Un point de friction significatif concerne le détroit d'Ormuz. L'ouverture de cette voie navigable pour la libre circulation du transport maritime est un point d'achoppement majeur pour tout accord, a déclaré une personne à NBC News. Les forces armées iraniennes ont accusé les États-Unis de « piraterie » concernant le blocus nouvellement imposé et ont menacé de représailles contre d'autres ports du Golfe si les leurs étaient affectés.
Cette escalade introduit une nouvelle couche de risque dans une situation déjà volatile. Malgré la rhétorique exacerbée entourant le blocus, un cessez-le-feu de deux semaines dans le conflit plus large semblait tenir. Cette pause fragile offre une fenêtre étroite pour les manœuvres diplomatiques, même si les pressions militaires s'intensifient.

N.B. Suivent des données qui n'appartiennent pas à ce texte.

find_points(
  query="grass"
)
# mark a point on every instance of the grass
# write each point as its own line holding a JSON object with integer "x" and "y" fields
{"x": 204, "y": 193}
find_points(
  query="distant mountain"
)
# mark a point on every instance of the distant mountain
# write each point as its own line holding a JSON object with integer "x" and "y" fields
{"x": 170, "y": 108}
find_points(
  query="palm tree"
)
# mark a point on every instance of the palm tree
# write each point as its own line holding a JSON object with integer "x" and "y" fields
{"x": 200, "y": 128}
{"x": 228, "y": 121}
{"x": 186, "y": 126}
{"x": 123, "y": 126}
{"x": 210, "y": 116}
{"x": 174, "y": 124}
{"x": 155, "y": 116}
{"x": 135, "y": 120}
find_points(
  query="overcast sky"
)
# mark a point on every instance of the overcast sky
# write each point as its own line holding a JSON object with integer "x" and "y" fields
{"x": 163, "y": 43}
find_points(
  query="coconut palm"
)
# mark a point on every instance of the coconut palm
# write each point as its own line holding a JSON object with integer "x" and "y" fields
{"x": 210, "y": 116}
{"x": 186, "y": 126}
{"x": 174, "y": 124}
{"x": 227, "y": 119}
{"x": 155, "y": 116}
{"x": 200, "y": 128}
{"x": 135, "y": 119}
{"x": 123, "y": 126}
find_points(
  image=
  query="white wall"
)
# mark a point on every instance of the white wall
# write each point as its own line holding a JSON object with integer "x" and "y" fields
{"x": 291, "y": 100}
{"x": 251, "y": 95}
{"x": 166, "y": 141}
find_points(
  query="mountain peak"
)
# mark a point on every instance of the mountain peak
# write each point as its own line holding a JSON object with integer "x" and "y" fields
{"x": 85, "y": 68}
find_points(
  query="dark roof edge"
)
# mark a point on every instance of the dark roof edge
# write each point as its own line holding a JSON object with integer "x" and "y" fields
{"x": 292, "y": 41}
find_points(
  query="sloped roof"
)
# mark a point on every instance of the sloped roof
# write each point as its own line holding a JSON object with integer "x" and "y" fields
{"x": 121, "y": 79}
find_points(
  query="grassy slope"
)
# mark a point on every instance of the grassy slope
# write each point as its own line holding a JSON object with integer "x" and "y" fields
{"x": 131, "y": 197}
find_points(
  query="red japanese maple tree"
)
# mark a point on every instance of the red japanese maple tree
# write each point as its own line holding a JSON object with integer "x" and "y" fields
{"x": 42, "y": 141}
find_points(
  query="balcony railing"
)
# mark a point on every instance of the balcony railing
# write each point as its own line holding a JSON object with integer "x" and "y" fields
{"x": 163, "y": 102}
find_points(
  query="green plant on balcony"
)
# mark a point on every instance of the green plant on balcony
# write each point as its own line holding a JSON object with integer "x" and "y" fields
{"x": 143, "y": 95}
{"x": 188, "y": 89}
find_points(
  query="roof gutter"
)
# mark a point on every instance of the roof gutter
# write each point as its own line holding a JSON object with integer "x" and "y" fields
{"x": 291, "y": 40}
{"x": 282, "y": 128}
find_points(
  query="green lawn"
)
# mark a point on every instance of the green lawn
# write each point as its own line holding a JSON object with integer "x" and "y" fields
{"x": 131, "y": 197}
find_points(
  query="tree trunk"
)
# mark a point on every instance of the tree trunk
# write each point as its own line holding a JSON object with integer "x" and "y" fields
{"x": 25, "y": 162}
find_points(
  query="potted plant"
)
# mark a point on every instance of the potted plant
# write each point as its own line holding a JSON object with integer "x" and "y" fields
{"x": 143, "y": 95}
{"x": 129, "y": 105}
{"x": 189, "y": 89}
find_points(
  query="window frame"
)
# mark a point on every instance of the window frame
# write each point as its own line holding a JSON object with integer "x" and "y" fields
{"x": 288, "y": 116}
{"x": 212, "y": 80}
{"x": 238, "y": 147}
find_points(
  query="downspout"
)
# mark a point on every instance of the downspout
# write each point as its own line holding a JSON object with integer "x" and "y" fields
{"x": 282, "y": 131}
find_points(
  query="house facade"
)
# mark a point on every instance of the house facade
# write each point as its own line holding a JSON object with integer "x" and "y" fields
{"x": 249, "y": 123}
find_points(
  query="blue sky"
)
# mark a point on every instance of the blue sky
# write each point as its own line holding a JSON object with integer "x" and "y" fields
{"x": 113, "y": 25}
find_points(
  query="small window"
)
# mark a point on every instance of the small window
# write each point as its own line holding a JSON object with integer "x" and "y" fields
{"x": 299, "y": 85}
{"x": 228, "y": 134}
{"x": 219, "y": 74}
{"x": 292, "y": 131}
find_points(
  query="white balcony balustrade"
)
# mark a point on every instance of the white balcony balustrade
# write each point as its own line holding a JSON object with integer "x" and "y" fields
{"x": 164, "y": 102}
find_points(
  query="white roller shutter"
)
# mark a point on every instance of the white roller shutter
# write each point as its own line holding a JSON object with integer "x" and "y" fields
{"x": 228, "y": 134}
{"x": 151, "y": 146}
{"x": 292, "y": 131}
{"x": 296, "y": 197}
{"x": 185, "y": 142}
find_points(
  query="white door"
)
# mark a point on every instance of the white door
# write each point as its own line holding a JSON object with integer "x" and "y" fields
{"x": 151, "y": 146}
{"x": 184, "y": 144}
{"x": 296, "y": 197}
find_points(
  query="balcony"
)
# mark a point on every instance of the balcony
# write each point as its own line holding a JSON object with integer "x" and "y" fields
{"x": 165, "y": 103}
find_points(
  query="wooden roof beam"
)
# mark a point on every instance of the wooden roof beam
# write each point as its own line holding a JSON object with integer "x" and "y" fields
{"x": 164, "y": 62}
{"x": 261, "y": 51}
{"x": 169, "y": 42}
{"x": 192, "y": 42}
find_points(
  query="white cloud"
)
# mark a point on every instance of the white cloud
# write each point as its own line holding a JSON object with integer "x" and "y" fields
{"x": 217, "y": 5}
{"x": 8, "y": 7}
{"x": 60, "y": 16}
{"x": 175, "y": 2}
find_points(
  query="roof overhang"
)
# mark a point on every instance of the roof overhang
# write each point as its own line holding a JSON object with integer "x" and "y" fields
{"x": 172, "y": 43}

L'interaction entre la désescalade et les mesures coercitives définit l'environnement actuel. Les dynamiques régionales jouent également un rôle. Dans un développement connexe, Israël et le Liban ont tenu de rares pourparlers directs à Washington mardi.
Ces discussions distinctes visaient à désamorcer un autre point chaud dans la région, un point qui pourrait menacer l'accord plus large entre les États-Unis et l'Iran. De tels efforts diplomatiques parallèles illustrent l'interconnexion de la stabilité régionale. Chaque élément influence les autres.
Pourquoi c'est important : Le potentiel de nouvelles discussions entre les États-Unis et l'Iran a des implications critiques pour les marchés mondiaux de l'énergie et la sécurité régionale. Un échec à obtenir une résolution diplomatique pourrait entraîner une nouvelle escalade dans le Golfe, perturbant les expéditions de pétrole via le détroit d'Ormuz et déclenchant potentiellement des confrontations militaires plus larges. Pour les citoyens ordinaires, cela se traduit par des risques de prix du carburant plus élevés et une instabilité accrue dans un point de passage mondial vital.
L'impasse actuelle a également un impact sur le régime de non-prolifération, car les capacités nucléaires de l'Iran restent une préoccupation centrale pour de nombreuses nations. Points clés à retenir : - Les États-Unis et l'Iran envisagent de nouvelles discussions directes après l'échec des négociations du week-end au Pakistan. - Des désaccords fondamentaux persistent concernant le calendrier d'enrichissement d'uranium de l'Iran et le retrait du matériel enrichi. Un blocus des ports iraniens a été imposé, suscitant des accusations de « piraterie » de la part de Téhéran. - L'Agence internationale de l'énergie atomique estime que l'Iran possède suffisamment d'uranium enrichi pour onze armes nucléaires. À l'avenir, les observateurs surveilleront toute annonce officielle concernant le lieu et la date de potentielles nouvelles discussions.
Le vice-président Vance a indiqué que si « les Iraniens sont prêts à nous y rencontrer, alors cela peut être un très, très bon accord pour les deux pays ». La prochaine étape de Téhéran, en particulier concernant son programme d'enrichissement et le détroit d'Ormuz, déterminera la trajectoire immédiate de ces négociations à enjeux élevés. Les prochains jours révéleront si la diplomatie peut surmonter les pressions croissantes. Le monde attend leur réponse.
Points clés à retenir
— - Les États-Unis et l'Iran envisagent de nouvelles discussions directes après l'échec des négociations du week-end au Pakistan.
— - Des désaccords fondamentaux persistent concernant le calendrier d'enrichissement d'uranium de l'Iran et le retrait du matériel enrichi.
— - Un blocus des ports iraniens a été imposé, suscitant des accusations de « piraterie » de la part de Téhéran.
— - L'Agence internationale de l'énergie atomique estime que l'Iran possède suffisamment d'uranium enrichi pour onze armes nucléaires.